To respond to concerns raised during the comment period, we revised the regulation text by providing a 72, rather than 24 hour, restoration time period for MA organizations and Part D sponsors after a systems failure. We also revised text as necessary to make clear that we require MA organizations and sponsors to “plan to” restore essential functions within the 72-hour time period, rather than guarantee complete restoration within the timeframe. Some commenters thought our intent was to require continuous operations under all conditions, and we revised language from the proposed regulation to make clear that that was not the case in our final rule. Lastly commenters distinguished between Part C and D operations and noted, for instance, that provider payments are not a 24-hour critical function for MA plans since payment is allowed to be made within 30 days and that health and safety would not be put at risk by failure of Part C claims processing and appeals processing. We removed language related to that requirement for MA plans.

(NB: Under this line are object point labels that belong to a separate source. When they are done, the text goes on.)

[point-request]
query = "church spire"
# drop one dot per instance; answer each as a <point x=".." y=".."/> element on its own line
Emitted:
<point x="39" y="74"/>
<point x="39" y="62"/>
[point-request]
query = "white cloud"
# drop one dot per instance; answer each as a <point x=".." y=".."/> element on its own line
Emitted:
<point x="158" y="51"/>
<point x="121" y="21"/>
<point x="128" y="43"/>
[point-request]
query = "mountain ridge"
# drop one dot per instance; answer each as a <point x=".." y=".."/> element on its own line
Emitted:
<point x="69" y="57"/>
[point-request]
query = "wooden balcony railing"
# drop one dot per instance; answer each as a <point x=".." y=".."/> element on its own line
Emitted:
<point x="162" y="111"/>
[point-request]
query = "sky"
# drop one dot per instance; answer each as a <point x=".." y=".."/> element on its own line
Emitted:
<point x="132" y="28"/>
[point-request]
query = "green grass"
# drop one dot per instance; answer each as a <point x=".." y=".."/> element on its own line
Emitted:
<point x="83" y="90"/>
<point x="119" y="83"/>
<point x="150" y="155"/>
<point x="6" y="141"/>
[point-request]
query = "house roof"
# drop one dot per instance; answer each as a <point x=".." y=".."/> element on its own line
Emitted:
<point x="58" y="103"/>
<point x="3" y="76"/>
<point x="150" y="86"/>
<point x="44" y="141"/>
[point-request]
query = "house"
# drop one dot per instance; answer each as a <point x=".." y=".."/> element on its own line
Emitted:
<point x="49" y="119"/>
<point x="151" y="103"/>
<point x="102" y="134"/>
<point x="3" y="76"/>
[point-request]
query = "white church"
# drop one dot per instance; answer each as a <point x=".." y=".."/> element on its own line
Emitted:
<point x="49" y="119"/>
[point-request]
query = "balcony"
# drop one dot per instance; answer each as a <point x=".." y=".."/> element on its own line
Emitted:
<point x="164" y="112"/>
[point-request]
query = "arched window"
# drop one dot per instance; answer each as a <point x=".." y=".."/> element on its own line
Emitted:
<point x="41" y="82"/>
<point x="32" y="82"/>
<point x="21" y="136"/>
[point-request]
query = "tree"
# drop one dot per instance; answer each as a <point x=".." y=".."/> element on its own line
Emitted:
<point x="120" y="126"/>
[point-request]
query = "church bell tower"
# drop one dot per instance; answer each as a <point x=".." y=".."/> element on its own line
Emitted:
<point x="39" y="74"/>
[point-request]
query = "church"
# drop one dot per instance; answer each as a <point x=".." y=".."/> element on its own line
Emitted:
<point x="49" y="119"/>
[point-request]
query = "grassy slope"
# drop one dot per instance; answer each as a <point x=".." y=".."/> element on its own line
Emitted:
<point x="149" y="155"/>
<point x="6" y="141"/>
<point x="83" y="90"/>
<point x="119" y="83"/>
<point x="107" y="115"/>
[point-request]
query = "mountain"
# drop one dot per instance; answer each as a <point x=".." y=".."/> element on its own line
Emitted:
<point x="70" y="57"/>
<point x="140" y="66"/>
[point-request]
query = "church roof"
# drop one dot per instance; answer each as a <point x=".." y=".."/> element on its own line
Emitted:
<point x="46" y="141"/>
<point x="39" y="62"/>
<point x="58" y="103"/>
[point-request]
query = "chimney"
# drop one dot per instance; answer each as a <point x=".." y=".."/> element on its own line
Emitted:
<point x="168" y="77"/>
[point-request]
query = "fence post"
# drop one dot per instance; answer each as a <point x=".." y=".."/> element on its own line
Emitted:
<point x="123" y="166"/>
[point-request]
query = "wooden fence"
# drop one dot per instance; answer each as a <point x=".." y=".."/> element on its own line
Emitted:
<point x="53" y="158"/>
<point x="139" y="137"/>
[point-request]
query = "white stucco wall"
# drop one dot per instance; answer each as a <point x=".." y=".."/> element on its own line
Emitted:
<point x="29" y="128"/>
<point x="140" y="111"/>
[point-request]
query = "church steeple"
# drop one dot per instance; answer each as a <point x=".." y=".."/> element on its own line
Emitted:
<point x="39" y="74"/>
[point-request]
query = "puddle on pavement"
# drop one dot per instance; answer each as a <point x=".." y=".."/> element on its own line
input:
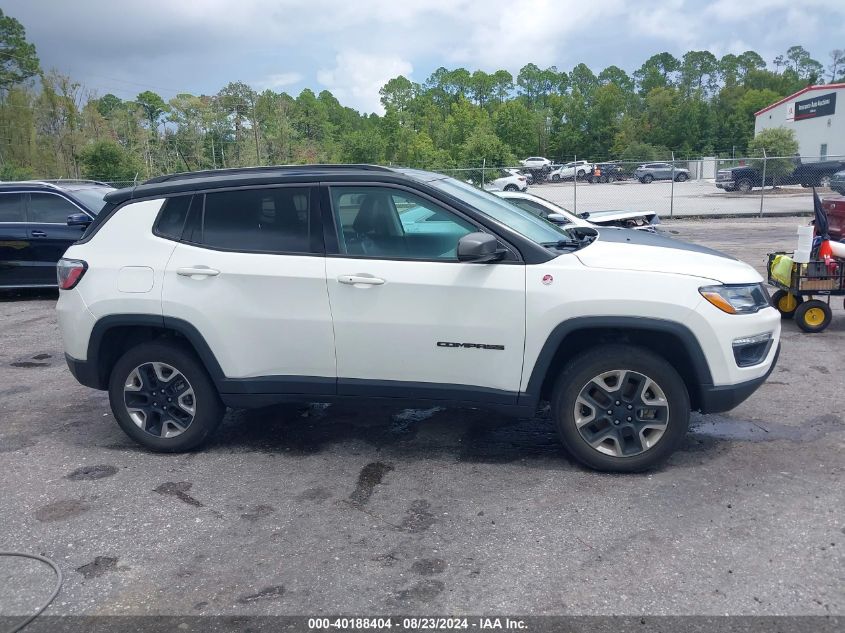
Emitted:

d. Efficient Dispensing in Long Term Care Facilities and Other Changes (§ 423.154)

We are finalizing changes to the rule requiring efficient dispensing to Medicare Part D enrollees in long term care (LTC) facilities. Some Part D sponsors (or their pharmacy benefit managers) implemented the short-cycle dispensing requirement by pro-rating monthly dispensing fees, which penalize the offering and adoption of more efficient LTC dispensing techniques compared to less efficient LTC dispensing techniques. This is because when a medication is discontinued before a month's supply has been dispensed, a pharmacy that dispenses the maximum amount of the medication at a time permitted under § 423.154 (which is 14 days' supplies), collects more in dispensing fees than a pharmacy that utilizes dispensing techniques that result in less than maximum quantities being dispensed at a time. In other words, a less efficient pharmacy collects more in dispensing fees than a more efficient pharmacy. This is contrary to the Congress' intent in enacting section 3310 of the Affordable Care Act, which is to reduce medication waste. Therefore, we have finalized a prohibition on payment arrangements that penalize the offering and adoption of more efficient LTC dispensing techniques by prorating dispensing fees based on days' supply or quantity dispensed. We have also finalized a requirement to ensure that any difference in payment methodology among LTC pharmacies incentivizes more efficient dispensing techniques. Other changes to the rule requiring efficient dispensing to Medicare Part D enrollees in LTC facilities are eliminating language that has been misinterpreted as requiring the proration of dispensing fees and making a technical change to the requirement that Part D sponsors report on the nature and quantity of unused brand and generic drugs. We are not finalizing an additional waiver for LTC pharmacies using restock and reuse dispensing methodologies under certain conditions at this time.